Once an organization has tracking information about a user, it becomes an asset to be monetized. Google and Facebook use it to target ads, but they and the legions of less powerful trackers also sell the information to others, probably many times over. Cegłowski writes:

Surveillance capitalism has some of the features of a zero-sum game. The actual value of the data collected is not clear, but it is definitely an advantage to collect more than your rivals do. Because human beings develop an immune response to new forms of tracking and manipulation, the only way to stay successful is to keep finding novel ways to peer into people's private lives. And because much of the surveillance economy is funded by speculators, there is an incentive to try flashy things that will capture the speculators' imagination, and attract their money.

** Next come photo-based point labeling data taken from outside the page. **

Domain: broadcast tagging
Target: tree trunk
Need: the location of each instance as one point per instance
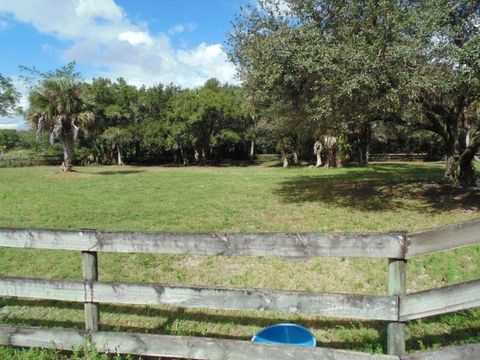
(331, 146)
(466, 176)
(364, 139)
(119, 156)
(204, 156)
(285, 158)
(452, 171)
(196, 156)
(295, 157)
(68, 154)
(252, 149)
(317, 150)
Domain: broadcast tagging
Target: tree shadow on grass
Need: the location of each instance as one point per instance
(117, 172)
(380, 188)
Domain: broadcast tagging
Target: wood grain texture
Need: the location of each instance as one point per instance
(327, 305)
(90, 275)
(464, 352)
(397, 286)
(260, 244)
(443, 238)
(171, 346)
(42, 289)
(440, 301)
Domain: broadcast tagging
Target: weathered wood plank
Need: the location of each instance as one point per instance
(90, 275)
(260, 244)
(42, 338)
(440, 301)
(397, 286)
(465, 352)
(171, 346)
(42, 289)
(328, 305)
(443, 238)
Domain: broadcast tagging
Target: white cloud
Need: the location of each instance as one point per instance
(3, 24)
(16, 121)
(100, 34)
(135, 38)
(180, 28)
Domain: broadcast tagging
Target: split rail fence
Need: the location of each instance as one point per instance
(395, 309)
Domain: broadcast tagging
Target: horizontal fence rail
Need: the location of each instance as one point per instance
(443, 238)
(395, 309)
(171, 346)
(260, 244)
(327, 305)
(440, 301)
(465, 352)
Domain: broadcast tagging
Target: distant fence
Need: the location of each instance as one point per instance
(22, 161)
(400, 157)
(396, 308)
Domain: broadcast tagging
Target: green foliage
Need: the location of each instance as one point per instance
(9, 139)
(8, 96)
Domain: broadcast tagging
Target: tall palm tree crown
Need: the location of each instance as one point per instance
(60, 106)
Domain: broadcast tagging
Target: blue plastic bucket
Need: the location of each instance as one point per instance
(286, 334)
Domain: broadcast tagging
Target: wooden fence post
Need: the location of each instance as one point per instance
(397, 286)
(90, 274)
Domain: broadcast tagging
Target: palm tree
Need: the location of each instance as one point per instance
(59, 106)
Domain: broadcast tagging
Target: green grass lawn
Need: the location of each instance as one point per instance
(383, 197)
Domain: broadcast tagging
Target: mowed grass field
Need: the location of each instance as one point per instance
(383, 197)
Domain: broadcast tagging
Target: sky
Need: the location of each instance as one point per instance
(144, 41)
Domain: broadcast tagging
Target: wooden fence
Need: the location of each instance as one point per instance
(395, 309)
(30, 160)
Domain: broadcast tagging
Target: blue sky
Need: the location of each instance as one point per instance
(144, 41)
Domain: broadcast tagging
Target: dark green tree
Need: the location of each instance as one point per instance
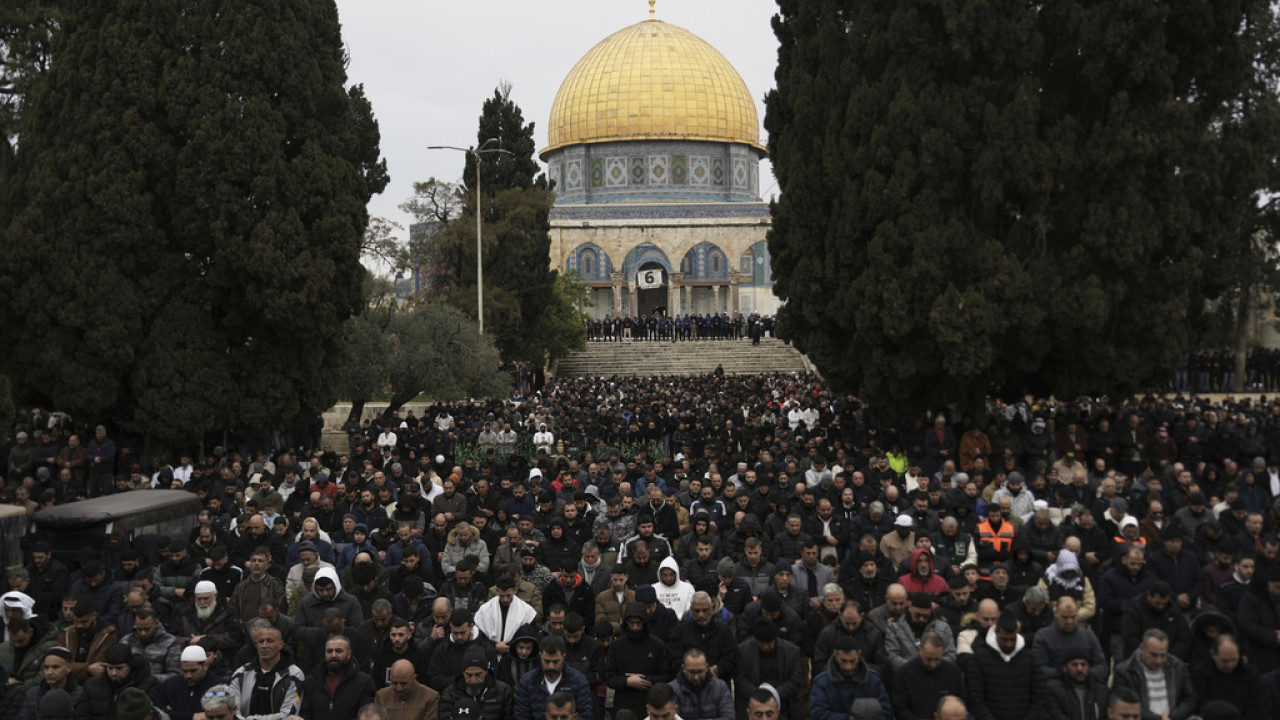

This creates a ratcheting effect where the behavior of ever more people is tracked ever more closely, and the collected information retained, in the hopes that further dollars can be squeezed out of it.

The scale of dissemination is revealed by Englehardt and Narayanan's results about cookie syncing:

The most prolific cookie-syncing third party is [Google's] doubleclick.net - it shares 108 different cookies with 118 other third parties ... More interestingly, we find that the vast majority of top third parties sync cookies with at least one other party: 45 of the top 50, 85 of the top 100, 157 of the top 200, and 460 of the top 1,000. This adds further evidence that cookie syncing is an underappreciated and under-researched privacy concern.

We also find that third parties are highly connected by synced cookies. Specifically, of the top 50 third parties that are involved in cookie syncing, the probability that a random pair will have at least one cookie in common is 85%. The corresponding probability for the top 100 is 66%.

Information about your online behavior is very widely disseminated.

What Could Be Done To Limit Tracking?

Georgis Kontaxis and Monica Chew won "Best Paper" at the 2015 Web 2.0 Security and Privacy workshop for Tracking Protection in Firefox for Privacy and Performance (PDF). They demonstrated that Tracking Protection provided:

a 67.5% reduction in the number of HTTP cookies set during a crawl of the Alexa top 200 news sites. [and] a 44% median reduction in page load time and 39% reduction in data usage in the Alexa top 200 news site.

Alas, Tracking Protection relies on human-curated lists of tracking domains to block, so it can't be completely effective.

Even if you aren't worried about governments and corporations tracking your every move online, your Web experience is still being impaired by trackers. Typically at least a third of all the data you receive while browsing has no visible effect and doesn't contribute to your user experience (but does track your behavior). Thus limiting tracking would definitely make your life better.

Unfortunately, the only effective way to limit tracking is to limit the ability of domains other than the one you intended to visit to inject content, and in particular Javascript into the pages you view. This isn't feasible; if only because it would kill off Internet advertiising, which is what provides the cornucopia of "free" content that makes the Web what it is.

What Could Be Done To Limit Dissemination?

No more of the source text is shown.